A piezoelectric motor uses a piezoelectric vibrator to transduce electrical energy into kinetic energy that the motor transmits to a moveable body to which the motor is coupled. The motor is generally coupled to a body that it moves by resiliently pressing the motor to the body so that a surface region, hereinafter referred to as a “coupling surface”, of the piezoelectric vibrator contacts a surface region of the body. Electrodes in the motor are electrified to excite vibrations in the vibrator that cause the coupling surface to vibrate. Motion is transmitted from the vibrating coupling surface to move the body by frictional forces between the coupling surface and the surface region of the body to which the coupling surface is pressed.

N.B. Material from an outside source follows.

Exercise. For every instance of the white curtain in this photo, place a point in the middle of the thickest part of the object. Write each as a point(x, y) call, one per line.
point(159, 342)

The frictional forces coupling a piezoelectric motor to a body it moves might abrade the motor's coupling surface and in time might damage the coupling surface to the extent that the motor is no longer serviceable. Traveling wave piezoelectric motors that use vibrators formed from relatively soft piezoelectric material are worn out relatively quickly by abrasion. Typically, a traveling wave piezoelectric motor wears out after transmitting kinetic energy to a body that it moves that is equivalent to moving the body a cumulative “travel distance” on the order of hundreds of kilometers.
A piezoelectric standing wave motor of a type described in U.S. Pat. No. 5,453,653, to Zumeris et al, the disclosure of which is incorporated herein by reference, comprises a vibrator formed from a ceramic piezoelectric crystal. A hard wear resistant nub, hereinafter referred to as a “friction nub”, preferably formed from a hard tough ceramic material is bonded to a surface region of vibrator. To transmit motion from the vibrator to a moveable body, the friction nub, rather than a surface region of the piezoelectric crystal, is pressed to the body. The friction nub is substantially more resistant to abrasion than the piezoelectric ceramic. As a result, the operational lifetime of the motor is considerably increased over that of piezoelectric motors without such nubs. The motor is capable of being used to transmit kinetic energy to the body equivalent to travel distances well in excess of 10,000 kilometers before the friction nub wears and motor performance degrades.
Even though a friction nub extends the operational lifetime of a piezoelectric motor substantially, it is desirable to have piezoelectric motors characterized by operational lifetimes greater than operational lifetimes of piezoelectric motors that transmit motion to a body via a friction nub.